E por que os líderes atuais não começam esse processo de transição?
Eles não têm know how político para fazer a transição. Lula foi um líder que atuou no processo de transição, no Brasil. Mas ele está preso. José Serra e FHC chegaram quando as estruturas já estavam estabilizadas. O PMDB, que é o partido do presidente Temer, era o partido de governo na época. Não só no Brasil, mas os outros países da América do Sul também não entendem a necessidade deste processo de transição. Ou seja, mesmo que eles tentem soluções em termos de direito humano e de economia, não vai atacar o principal problema, que é o regime autoritário de Maduro. O problema econômico não está sendo visto sob o ponto de vista político.
E Maduro, onde ficaria nesse processo de transição?
Com a morte de Chávez, uma ala mais radical do governo assumiu o poder. Maduro, membro desta ala, se manteve, e ainda colocou membros de sua própria família em cargos do governo. Ele poderia perder a presidência se houvesse uma oposição forte. Mas não é o caso. Metade dos líderes da oposição está no exílio ou na prisão, os líderes estudantis não querem ir para a política. Todos os líderes latino-americanos estão focados em acreditar que a situação econômica vai derruba-lo. Já faz 6 anos que está no poder, e mais de um ano de crise econômica, e ele não caiu. Pelo contrário, está mais forte no poder. A única saída seria oferecer algo em troca para sua saída. Se ele e sua família recebessem garantias de que não seriam condenados, talvez abriria uma porta de saída.
No domingo, o candidato de direita Ivan Duque foi eleito presidente da Colômbia. No Paraguai, o candidato Mario Abdo Benítez, também de direita, foi eleito. No Chile, o conservador Sebastián Piñera está no poder. Essa onda pode prejudicar ou facilitar o governo de Maduro?
O problema é que todo mundo tem a visão Disneylândia na qual a democracia estava aumentando. O cenário político internacional, desde o início do século, é de aumento das ditaduras, de redução das liberdades democráticas. Na volta da direita dos países da América do Sul, a Venezuela só conseguiu manter um partido de esquerda no poder mediante a uma ditadura.

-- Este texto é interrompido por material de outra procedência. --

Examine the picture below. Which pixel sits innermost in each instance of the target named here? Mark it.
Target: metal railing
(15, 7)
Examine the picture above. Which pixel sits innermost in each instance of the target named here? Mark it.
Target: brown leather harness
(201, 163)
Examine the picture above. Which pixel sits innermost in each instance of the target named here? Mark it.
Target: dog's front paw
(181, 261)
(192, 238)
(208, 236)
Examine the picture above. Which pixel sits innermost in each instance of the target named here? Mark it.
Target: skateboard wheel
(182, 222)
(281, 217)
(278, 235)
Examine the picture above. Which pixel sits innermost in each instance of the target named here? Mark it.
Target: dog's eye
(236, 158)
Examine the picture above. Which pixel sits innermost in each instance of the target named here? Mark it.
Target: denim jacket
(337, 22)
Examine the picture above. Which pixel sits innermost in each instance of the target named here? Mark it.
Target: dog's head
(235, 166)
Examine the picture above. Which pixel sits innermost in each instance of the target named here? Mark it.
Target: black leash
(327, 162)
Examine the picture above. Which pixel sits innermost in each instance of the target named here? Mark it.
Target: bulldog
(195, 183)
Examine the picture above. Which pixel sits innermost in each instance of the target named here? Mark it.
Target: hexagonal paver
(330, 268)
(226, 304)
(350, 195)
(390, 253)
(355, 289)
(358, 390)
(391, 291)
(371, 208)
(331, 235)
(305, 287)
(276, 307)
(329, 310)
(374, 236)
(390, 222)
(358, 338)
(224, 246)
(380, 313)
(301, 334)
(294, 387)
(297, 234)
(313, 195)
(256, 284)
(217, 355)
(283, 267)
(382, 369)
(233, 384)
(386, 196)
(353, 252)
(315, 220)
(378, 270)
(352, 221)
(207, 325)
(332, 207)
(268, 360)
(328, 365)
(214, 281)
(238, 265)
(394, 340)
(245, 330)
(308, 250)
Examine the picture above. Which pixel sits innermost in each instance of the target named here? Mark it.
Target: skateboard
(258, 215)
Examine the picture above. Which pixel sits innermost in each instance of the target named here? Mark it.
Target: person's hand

Estamos em uma situação em que não há ninguém no mundo político que possa falar com o governo venezuelano. Por enquanto a situação é de bloqueio sustentável a longo prazo. A população vai morrer aos poucos. E o imperativo moral que seria salvar essa população encontra impasses ideológicos, que custam politicamente. Os líderes da América do Sul e a oposição vão ter que aceitar que certas partes do chavismo fiquem no poder. Nem todo mundo nos círculos intelectuais gosta da oposição. Mas o que vai fazer? Todo mundo quis entender a situação política venezuelana como algo polarizado. Para entender a Venezuela, vai ter que entender a multiplicidade política dentro dos exercícios de poder.
Existe alguma possibilidade de a Venezuela começar a aceitar ajuda humanitária, principalmente de alimentos e medicamentos?
Economicamente falando, os próximos anos serão piores que o passado. A população continua morrendo ou saindo do país. A única forma de fazer Maduro aceitar ajuda humanitária é dando promessas de que ele vai ficar no poder. A principal ajuda, porém, vai ser dada depois que resolver o problema principal do país, que é o problema político. Por enquanto, a única negociação que funcionou foi da República Dominicana, que negociou o reconhecimento da Assembleia Constituinte venezuelana em troca de ajuda alimentar para o país. Isso que os países latino-americanos têm que fazer: pressão política.